Some rightwing pundits call Patreon “hipster welfare” - exolymph
https://mic.com/articles/152700/liberals-are-making-bank-on-a-site-called-patreon-the-right-calls-it-hipster-welfare#.8PeS9iILx
======
daly
" In the history of art, arts patronage refers to the support that kings,
popes and the wealthy have provided to artists such as musicians, painters,
and sculptors." (Wikipedia)

I spent a lot of years around musicians. It is painfully obvious that to make
a living at music is hard. People who make music for a living generally do it
not because "it is what I do" but because "it is what I am". There really is
no choice (similar to some programmers).

When I was at my career income peak I decided that I would send a monthly
check to my favorite musician.

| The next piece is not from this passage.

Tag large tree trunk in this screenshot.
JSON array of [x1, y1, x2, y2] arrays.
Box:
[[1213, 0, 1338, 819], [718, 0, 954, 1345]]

There was no expectation that I would get
anything in return, it was "patronage". His music made me happy and his talent
needed support.

Patronage is not a form of welfare. It is "voting with dollars" in some sense.
More important is the idea that art enriches the world much more than it
enriches the artist.

If you have enough income to afford it, write a check for $100 a month to your
favorite artist. Don't expect anything in return except knowing that you are
giving the artist more time to enrich your world. That money will pay for gas
and food to get to the next gig so more people can enjoy the music.

Patronage itself is a lost art. Bring it back.